Thousands of accessories are available for the 500. There are even online forums dedicated to doing just that. And rest assured if you buy one, you’re getting a proven gun. Mossberg just inked its 10 millionth sale of this classic pump.
The company offers several series at different prices, but the basic 500 All Purpose starts at $401.
Remington 887 Nitro Mag
Imagine a shotgun with the proven reliability of the Remington 870 action, an armor coating that’s impervious to water and abrasion, and an ergonomically designed synthetic stock that gives you good hold even in bad weather. Would you buy that gun?
If so, check out the Remington 887 Nitro Mag. Designed not to replace the 870 (what gun could do that?), but to complement it, the Nitro Mag might be a waterfowl hunter’s dream gun. It has pump-gun reliability crossed with a modern look and Remington’s ArmorLokt coating, which the company says covers all external parts, so moisture, mud, and the abuse of decades afield won’t even scratch the surface.
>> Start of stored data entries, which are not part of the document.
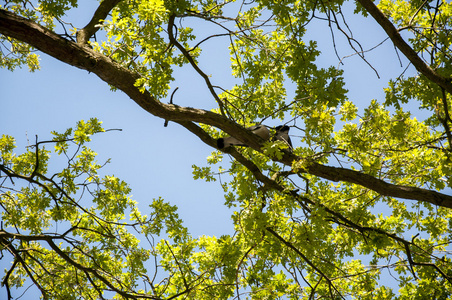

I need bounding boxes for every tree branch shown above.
[265,227,345,299]
[0,9,211,125]
[1,8,451,209]
[0,230,162,299]
[76,0,123,45]
[356,0,452,94]
[307,160,452,208]
[438,88,452,150]
[0,9,267,148]
[167,14,226,116]
[177,114,452,209]
[2,240,49,299]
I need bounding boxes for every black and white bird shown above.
[217,125,270,149]
[217,124,292,150]
[274,125,293,149]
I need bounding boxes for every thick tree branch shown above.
[179,119,452,210]
[0,9,266,145]
[0,9,214,126]
[1,8,452,209]
[76,0,123,45]
[302,160,452,209]
[356,0,452,94]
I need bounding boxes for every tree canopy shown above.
[1,0,452,299]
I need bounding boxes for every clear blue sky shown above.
[0,2,415,298]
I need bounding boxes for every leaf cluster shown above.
[1,0,452,299]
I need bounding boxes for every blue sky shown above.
[0,1,418,298]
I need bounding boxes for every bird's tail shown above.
[217,136,246,149]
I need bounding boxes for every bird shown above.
[217,124,293,150]
[274,125,293,149]
[217,125,270,149]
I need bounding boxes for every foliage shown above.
[1,0,452,299]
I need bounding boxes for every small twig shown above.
[164,240,189,289]
[408,0,429,27]
[266,227,345,300]
[167,15,226,116]
[164,87,179,127]
[30,135,40,179]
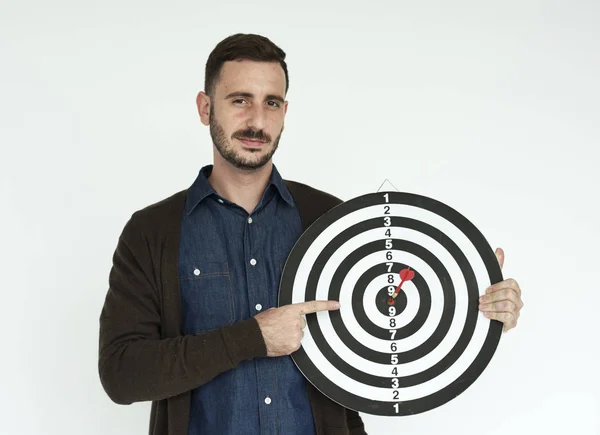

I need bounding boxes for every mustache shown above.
[232,129,271,142]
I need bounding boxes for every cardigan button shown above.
[264,396,272,405]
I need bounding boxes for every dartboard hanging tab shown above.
[376,179,400,193]
[279,191,503,416]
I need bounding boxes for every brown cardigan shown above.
[98,180,367,435]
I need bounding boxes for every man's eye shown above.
[233,99,247,104]
[267,101,280,108]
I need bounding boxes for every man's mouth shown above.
[237,138,267,147]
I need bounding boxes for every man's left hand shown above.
[478,247,524,332]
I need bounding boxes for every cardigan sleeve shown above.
[347,409,368,434]
[98,216,267,405]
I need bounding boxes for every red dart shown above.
[393,267,415,298]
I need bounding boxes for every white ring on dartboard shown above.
[331,235,469,361]
[279,192,502,416]
[332,252,445,355]
[330,232,452,339]
[296,225,468,368]
[361,270,421,330]
[300,217,482,387]
[334,250,442,349]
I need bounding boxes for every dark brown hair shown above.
[204,33,289,96]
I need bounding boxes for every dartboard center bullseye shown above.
[378,286,406,315]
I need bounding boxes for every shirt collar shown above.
[269,164,295,206]
[184,164,294,216]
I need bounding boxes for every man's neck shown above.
[208,158,273,214]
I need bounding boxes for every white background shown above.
[1,0,598,434]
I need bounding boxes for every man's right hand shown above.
[254,300,340,357]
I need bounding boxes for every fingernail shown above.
[333,301,340,309]
[479,295,486,303]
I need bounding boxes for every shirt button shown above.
[264,396,271,405]
[250,258,257,266]
[247,217,253,224]
[255,303,262,311]
[217,198,224,204]
[193,268,200,276]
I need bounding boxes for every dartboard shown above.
[279,191,503,416]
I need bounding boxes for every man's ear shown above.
[281,100,289,132]
[196,91,211,126]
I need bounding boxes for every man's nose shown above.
[246,105,267,131]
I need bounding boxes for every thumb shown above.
[495,247,505,270]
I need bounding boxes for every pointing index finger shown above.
[293,300,341,315]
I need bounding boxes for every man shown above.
[98,34,524,435]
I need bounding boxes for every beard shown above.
[209,106,282,170]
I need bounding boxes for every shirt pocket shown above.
[179,261,235,334]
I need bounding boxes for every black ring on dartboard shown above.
[279,192,503,416]
[324,238,457,366]
[288,221,474,393]
[304,240,461,387]
[351,262,431,340]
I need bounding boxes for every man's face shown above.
[206,60,288,170]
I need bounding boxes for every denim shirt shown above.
[179,165,316,435]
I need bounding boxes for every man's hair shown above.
[204,33,289,97]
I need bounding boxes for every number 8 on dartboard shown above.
[279,191,503,416]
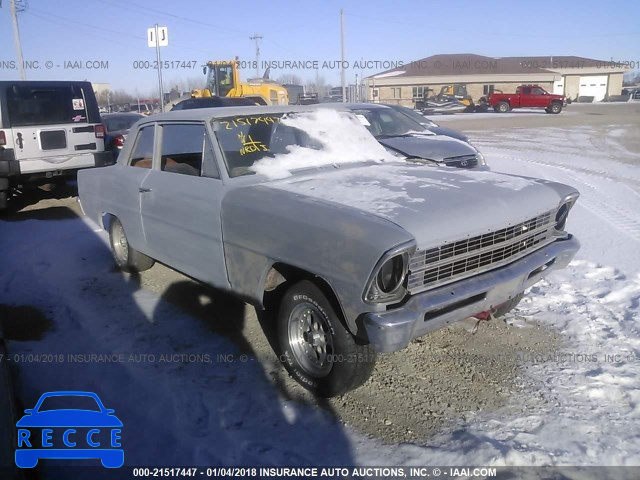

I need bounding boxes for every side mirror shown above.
[105,409,115,414]
[24,409,34,414]
[202,66,207,75]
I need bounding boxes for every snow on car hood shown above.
[378,134,474,161]
[267,162,566,248]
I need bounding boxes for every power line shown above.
[99,0,249,36]
[345,12,640,38]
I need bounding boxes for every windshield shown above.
[392,105,438,128]
[103,114,143,132]
[213,108,393,179]
[351,107,429,137]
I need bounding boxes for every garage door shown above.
[579,75,608,101]
[553,79,565,95]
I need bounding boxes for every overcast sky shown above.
[0,0,638,93]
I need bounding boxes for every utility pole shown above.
[340,9,346,102]
[8,0,26,80]
[250,34,262,78]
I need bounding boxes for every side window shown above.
[159,124,206,177]
[129,126,155,168]
[531,87,544,95]
[521,87,531,95]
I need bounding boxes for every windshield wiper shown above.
[404,156,439,166]
[375,134,414,139]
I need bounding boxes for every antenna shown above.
[250,34,263,78]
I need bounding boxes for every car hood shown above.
[17,411,123,427]
[427,126,469,143]
[266,162,572,249]
[377,134,474,161]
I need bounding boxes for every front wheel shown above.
[277,280,376,397]
[109,217,154,272]
[549,102,562,114]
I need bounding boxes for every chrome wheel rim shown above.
[288,303,334,377]
[111,221,129,264]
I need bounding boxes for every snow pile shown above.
[250,108,393,179]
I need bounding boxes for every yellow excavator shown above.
[166,60,289,109]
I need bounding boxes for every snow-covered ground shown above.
[1,120,639,477]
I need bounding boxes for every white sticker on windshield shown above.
[72,98,85,110]
[355,114,370,126]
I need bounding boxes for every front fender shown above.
[221,185,413,330]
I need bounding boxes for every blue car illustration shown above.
[15,391,123,468]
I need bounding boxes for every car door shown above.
[139,122,229,288]
[517,87,531,107]
[530,87,547,108]
[118,124,156,250]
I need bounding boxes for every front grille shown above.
[407,210,555,293]
[443,154,477,168]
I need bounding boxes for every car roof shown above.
[138,104,329,124]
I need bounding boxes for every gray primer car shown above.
[78,105,580,397]
[324,103,485,169]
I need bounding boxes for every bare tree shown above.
[305,75,329,97]
[277,73,303,85]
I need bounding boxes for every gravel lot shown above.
[3,102,638,445]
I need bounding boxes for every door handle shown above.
[139,187,152,193]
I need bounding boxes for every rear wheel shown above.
[109,217,154,272]
[277,280,376,397]
[496,101,510,113]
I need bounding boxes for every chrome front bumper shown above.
[362,236,579,352]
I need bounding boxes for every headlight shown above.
[555,203,569,230]
[377,255,405,293]
[469,143,487,166]
[555,192,579,232]
[364,242,416,304]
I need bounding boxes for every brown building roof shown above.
[375,54,612,78]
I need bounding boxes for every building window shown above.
[391,87,401,99]
[412,86,425,98]
[483,84,495,95]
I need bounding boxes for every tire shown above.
[493,293,524,318]
[549,102,562,114]
[277,280,376,397]
[496,101,510,113]
[108,217,154,272]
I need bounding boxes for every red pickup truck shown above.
[488,85,565,114]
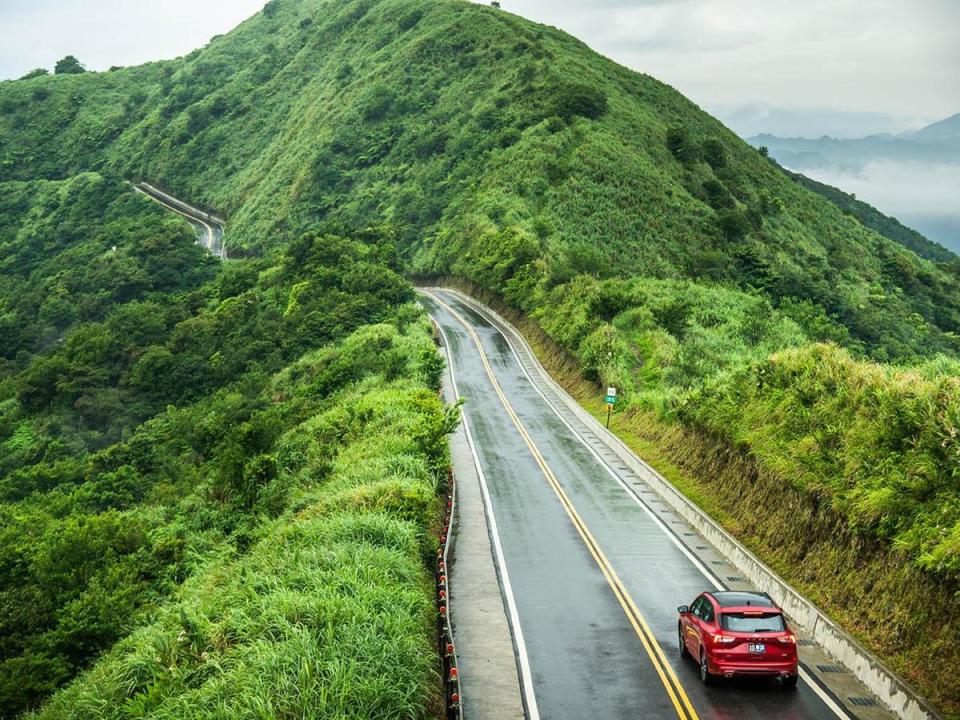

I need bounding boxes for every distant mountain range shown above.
[908,113,960,148]
[745,114,960,253]
[717,104,918,139]
[748,114,960,172]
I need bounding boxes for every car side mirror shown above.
[677,605,689,614]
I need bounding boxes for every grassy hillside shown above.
[0,178,452,717]
[680,344,960,579]
[2,0,959,715]
[23,334,453,720]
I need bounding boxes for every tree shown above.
[18,68,48,81]
[54,56,86,75]
[262,0,280,18]
[701,138,727,169]
[666,127,698,163]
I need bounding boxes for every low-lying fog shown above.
[801,161,960,255]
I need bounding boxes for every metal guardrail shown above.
[437,465,463,719]
[133,181,227,225]
[132,181,228,260]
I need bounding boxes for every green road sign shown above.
[605,395,616,404]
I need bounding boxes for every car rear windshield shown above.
[720,612,785,633]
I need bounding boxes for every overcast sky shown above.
[1,0,957,135]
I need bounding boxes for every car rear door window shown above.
[701,600,715,623]
[691,597,706,619]
[720,613,786,633]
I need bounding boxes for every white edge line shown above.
[798,668,856,720]
[423,293,541,720]
[439,289,855,720]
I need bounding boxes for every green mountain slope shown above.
[0,188,449,716]
[2,0,959,715]
[2,0,960,363]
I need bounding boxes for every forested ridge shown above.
[780,167,956,263]
[1,0,959,715]
[0,175,454,717]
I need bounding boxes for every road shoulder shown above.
[440,327,526,720]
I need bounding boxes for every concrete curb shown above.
[431,311,528,720]
[442,287,942,720]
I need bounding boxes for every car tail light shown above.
[780,634,797,644]
[712,634,736,644]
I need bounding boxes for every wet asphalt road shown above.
[420,289,843,720]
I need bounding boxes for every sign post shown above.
[604,387,617,429]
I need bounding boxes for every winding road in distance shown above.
[134,182,227,259]
[420,288,895,720]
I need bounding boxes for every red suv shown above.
[678,591,798,689]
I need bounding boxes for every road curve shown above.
[420,288,878,720]
[133,182,227,259]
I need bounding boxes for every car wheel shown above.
[679,625,689,658]
[699,650,714,686]
[780,674,799,691]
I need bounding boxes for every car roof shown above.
[707,591,777,609]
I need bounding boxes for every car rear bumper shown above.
[708,659,798,678]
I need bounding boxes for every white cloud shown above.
[1,0,956,125]
[0,0,266,78]
[806,161,960,217]
[481,0,960,121]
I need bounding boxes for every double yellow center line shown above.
[425,291,699,720]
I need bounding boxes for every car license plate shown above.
[748,643,765,654]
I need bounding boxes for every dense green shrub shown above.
[17,69,49,81]
[716,208,753,241]
[550,83,608,121]
[53,56,85,75]
[701,137,727,169]
[702,178,734,210]
[666,126,699,163]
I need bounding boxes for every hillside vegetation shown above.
[1,0,959,715]
[3,0,960,363]
[782,167,956,263]
[0,171,452,717]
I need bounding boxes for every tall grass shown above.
[678,343,960,581]
[29,338,455,719]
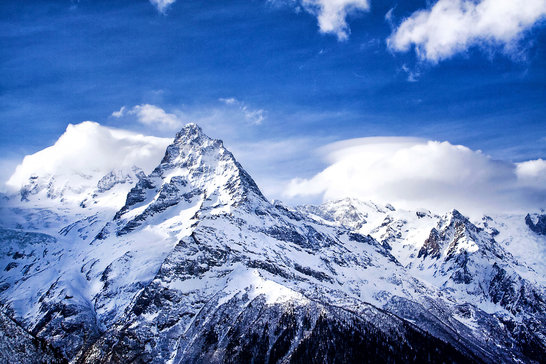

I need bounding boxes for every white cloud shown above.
[516,158,546,187]
[150,0,368,40]
[388,0,546,62]
[301,0,370,40]
[285,137,546,215]
[219,97,237,105]
[129,104,182,129]
[242,108,265,125]
[149,0,176,14]
[219,97,265,125]
[5,121,171,193]
[272,0,369,40]
[108,100,266,142]
[111,106,126,118]
[228,137,328,202]
[0,158,21,193]
[401,64,420,82]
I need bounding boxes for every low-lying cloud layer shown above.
[285,137,546,215]
[388,0,546,62]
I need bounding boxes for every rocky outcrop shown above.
[526,213,546,235]
[0,310,65,364]
[416,210,546,339]
[418,228,441,258]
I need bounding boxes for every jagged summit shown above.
[111,123,267,235]
[153,123,263,201]
[418,209,482,260]
[173,122,203,141]
[447,208,465,220]
[444,209,473,228]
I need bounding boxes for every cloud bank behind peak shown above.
[285,137,546,215]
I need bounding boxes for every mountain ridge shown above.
[0,123,544,363]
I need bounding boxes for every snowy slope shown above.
[0,123,544,363]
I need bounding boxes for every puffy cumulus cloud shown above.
[388,0,546,62]
[149,0,176,14]
[285,137,546,215]
[5,121,171,192]
[301,0,370,40]
[113,104,182,130]
[516,158,546,187]
[272,0,369,40]
[219,97,265,125]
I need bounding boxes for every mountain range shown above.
[0,123,544,363]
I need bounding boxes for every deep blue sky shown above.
[1,0,545,173]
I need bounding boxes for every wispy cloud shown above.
[285,137,546,215]
[388,0,546,62]
[219,97,266,125]
[401,64,420,82]
[111,106,126,118]
[149,0,176,14]
[111,98,266,138]
[112,104,182,130]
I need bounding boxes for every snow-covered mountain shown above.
[0,123,544,363]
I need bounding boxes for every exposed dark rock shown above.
[81,295,480,364]
[293,263,334,283]
[418,228,441,258]
[525,213,546,235]
[0,311,66,364]
[4,261,18,271]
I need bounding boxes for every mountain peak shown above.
[448,209,465,221]
[174,123,205,143]
[112,124,267,234]
[3,124,546,364]
[418,209,478,260]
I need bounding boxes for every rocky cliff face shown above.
[414,210,545,317]
[526,213,546,235]
[0,311,65,364]
[0,124,545,363]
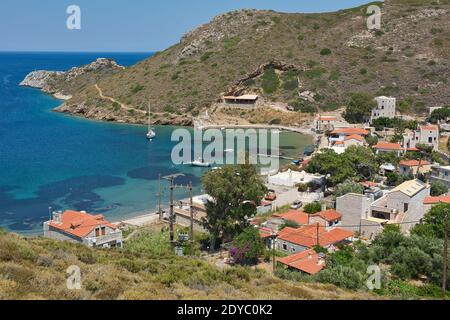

The standard model starts at $436.
Winchester Super X Pump
Winchester brought us the Model 12 pump-action shotgun, one of the greatest firearms of all time, so the company knows a little bit about designing pumps. Its Super X Pump (SXP) series of shotguns shines above all others for something that often gets mentioned only when discussing autoloaders: the speed of its action.
Winchester created an inertia-inspired action that relies on the rearward momentum created by the shot to help the shooter cycle the action faster. The company says the gun can be fired three times in a half-second in trained hands.
The Black Shadow model is a top deal in the firearms world. It has a non-slip textured stock, a rotary bolt with four lugs for solid lock-up and a drop-out trigger assembly for easy cleaning access, all for $379.99 with a 3-inch chamber and $429.99 with a 3 ½-inch chamber. Other models are also available.
Mossberg 835 Ulti-Mag
The Mossberg 835 Ulti-Mag scratches the “magnum” itch that befalls many serious waterfowl and turkey hunters.
It’s chambered for 3 ½-inch shells, so there’s no shotgunning task it can’t accomplish. A ported barrel helps to alleviate some of the shoulder-bruising boom-boom of big shells. Several specialty models even come with Mossberg’s adjustable LPA trigger system, which lets you dial in the weight of the trigger pull.
The waterfowl model, which is more or less the standard field gun in the lineup, can be had for $497. Specialty models aren’t much more.
Weatherby’s product development procedure for the PA-08 pump shotgun went something like this: Shoot it until something breaks, fix the problem and repeat. The company continued this process until it ended up with a gun that fired more than 6,000 rounds – what the company equates to 10 to 20 years of normal field use – without a failure. In fact, everything in the gun is designed for longevity: chrome-lined barrels, a dual-bar action (like the Remington 870), a black-anodized receiver that is machined from a solid billet of alloy material, and a drop-out trigger mechanism that won’t frustrate you when it’s time to clean.
This Turkish-made gun comes in a handful of finishes, including black and camo, but do yourself a favor and look first at the PA-08 Upland, with its walnut stock. The samples I’ve seen have had some of the sexiest wood you’ll find on a gun in this price point, complete with 22 lines-per-inch checkering.
The Upland model is $449, while the synthetic version is $399.